Com pinceladas que complexificam timbres, as pinturas de Hattnher equilibram a modéstia de uma tentativa – como se proclamasse o descompromisso de ser apenas uma tentativa – e o deslumbramento de seu poder assertivo, sempre ancorado em observações da história da pintura. O artista transmuta essa ambiguidade em retângulos desnivelados, na heterogeneidade da fatura dos corpos cromáticos e no ativo diálogo com grandes temas da disciplina. Nessa exposição, há uma referência direta às últimas flores pintadas por Édouard Manet em uma publicação de 1988 dedicada a esse tópico. Ao pintar sua capa – o que Hattnher já fez com livros sobre Louise Bourgeois, Pablo Picasso, Cy Twombly e John Cage (este último de novo, como um refrão) –, ele não apenas referencia as próprias últimas flores de Manet, mas as reminiscências memoriais que cercam suas relações com essas pinturas, sejam elas através ou fora do livro mencionado: a atmosfera em marrom escuro das naturezas-mortas ao fundo de cada vaso de flor; a deliberação de certas pinceladas que, sozinhas, compõem pétalas; as molduras em linho e madeira dourada que coroam a maioria dessas pinturas mas que foram deixadas de lado nas reproduções do livro; a luva verde-esmeralda ligeiramente desbotada pelo sol; o aspecto granulado da pintura escolhida para estampar a capa, fotografada analogicamente.

Em outro trabalho, Hattnher pinta um mosaico turquesa de lírios brancos sobre uma vasta e árida paisagem cisada por uma estrada sinuosa. Sugere a imagem de um só lírio, replicado como se visto através de um vidro verde escamado, repetindo sua imagem em múltiplas posições.

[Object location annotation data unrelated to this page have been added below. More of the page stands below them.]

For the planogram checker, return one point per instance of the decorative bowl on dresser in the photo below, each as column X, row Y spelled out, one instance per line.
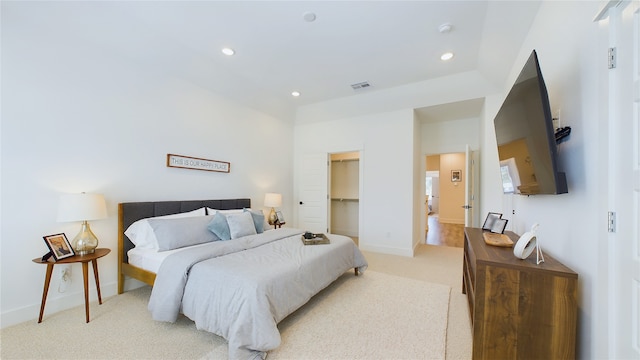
column 518, row 309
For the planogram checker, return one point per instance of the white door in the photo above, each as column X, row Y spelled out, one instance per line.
column 469, row 195
column 624, row 156
column 312, row 199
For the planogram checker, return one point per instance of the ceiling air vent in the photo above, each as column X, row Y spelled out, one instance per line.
column 361, row 85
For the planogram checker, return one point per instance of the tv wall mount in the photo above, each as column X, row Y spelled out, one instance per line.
column 562, row 133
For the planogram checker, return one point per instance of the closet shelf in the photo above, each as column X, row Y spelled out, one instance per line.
column 342, row 160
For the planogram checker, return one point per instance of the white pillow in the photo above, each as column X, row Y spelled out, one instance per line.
column 241, row 224
column 181, row 232
column 211, row 211
column 141, row 234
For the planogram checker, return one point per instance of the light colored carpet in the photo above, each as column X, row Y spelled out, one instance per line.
column 373, row 316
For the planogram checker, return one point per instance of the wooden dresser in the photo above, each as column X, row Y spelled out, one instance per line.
column 519, row 310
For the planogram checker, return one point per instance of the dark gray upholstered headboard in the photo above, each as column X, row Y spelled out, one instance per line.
column 131, row 212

As refrações do vidro causariam suas sutis deformações, engendradas pelas mínimas variações de espessura e concentração de pigmento que compõem a textura do vidro, criando novos e cambiantes fenômenos ópticos e cromáticos. Uma miríade de fabulações é sempre possível ao observar as pinturas de Hattnher, com um ímpeto que encoraja a imaginação sobre as experiências visuais do pintor durante a produção das obras.

Propondo uma estética da receptividade, as deliberações de Hattnher sempre respondem a demandas apresentadas pela pintura em um aberto diálogo com as situações poéticas e pictóricas que ele encara naqueles específicos momentos. Esses ecos meditativos são particulares ao momento em que estão ancorados, reiterando sua irrepetibilidade. Em Notas de tempo (Timing notes), o artista apresenta pinturas serenas com equilibradas magnitudes líricas, a estruturar um fluxo espelhado que oscila entre experiências memoriais e incidentes visuais. Hattnher, um musicista com atentíssimos olhos e ouvidos às eufônicas paisagens sonoras que o cercam, ativamente escuta a pintura, esperando por uma deixa a para começar a tocar. Sempre incerto, esse sinal é, em muitos casos, não ouvido, mas sentido; em outros, ensurdecedor, mas fugaz. Essa indicação sísmica pode conduzir ao erro – o que faz com que o pintor cubra e repinte a tela com frequência – mas ser notadamente precisa, compondo um mosaico mutável de acordes. Uma imagem, então, é uma questão de tempo.

1 Cf. Liz Cora, Words to be looked at: Language in 1960s art. Cambridge: MIT Press, 2010, p. 50.